Once a ‘khabri’ point, now a restaurant
Lalit Bar & Restaurant near Goregaon station on the west side was once a favourite with the sleuths of the crime branch. Ace encounter specialists like the late Vijay Salaskar used to drop in there to meet their ‘khabris’, or informants, from the underworld. Now the place has been converted into a vegetarian restaurant serving excellent cuisine. There is an air-conditioned section and a non-AC as well. The ambiance is good and no booze is served. The place serves the usual south Indian dishes like onion masala dosa, masala uttappam, etc. It also has on offer Mexican (nachos, tacos, burritos, BBQ cottage cheese), Italian (alfredo risotto, penne and Arrabiata), and a variety of sizzlers like cajun spicy Mexican, grilled paneer steak, sizzling pesto, etc. The prices are slightly on the higher side, but then you get full value for money. The service is quietly efficient. Little wonder the place has become a big hit with not only Goregaonkars, but diners from neighbouring suburbs.

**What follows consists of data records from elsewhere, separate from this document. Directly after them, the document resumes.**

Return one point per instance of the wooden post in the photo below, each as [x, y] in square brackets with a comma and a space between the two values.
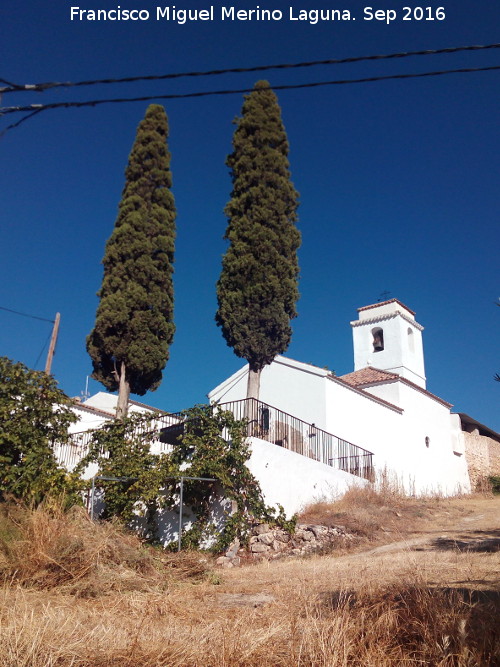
[52, 346]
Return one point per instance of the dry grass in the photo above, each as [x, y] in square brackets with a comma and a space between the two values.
[49, 548]
[437, 606]
[380, 513]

On the occasion of World Photography Day, lensmen admire the ancient box camera that was used in the 1950s by the late Marotrao Shinde, ex-president of the Thane Municipal Council | ANISHA SHINDE
Matunga misses its link to southern cinema
Tamil superstar Rajnikant’s latest offering Jailer has received a fantastic response. Normally, superhit Tamil films are released in Aurora theatre at Matunga. At least a day before the release of a Rajini-starrer, fans from neighbouring Dharavi and other places start decorating the theatre. Much larger than life cut outs of the superstar are erected at the entrance and hundreds of pouches of milk are poured from top in veneration. Sweets are distributed while a “nadaswaram” band performs with gusto. Sadly, Aurora, a single-screen cinema hall, downed shutters a few years ago. In a way, it was an iconic institution which provided a much-needed link to southern cinema. Hundreds of Tamil films were released here with packed audiences. When “Sampoorna Ramayan” was released, the audience were moved to tears watching the story of Lord Rama. Aartis were performed and many even prostrated in the aisles. Films of MGR were greeted with whistling and loud clapping, while those of Sivaji Ganesan were warmly welcomed by mature cinegoers.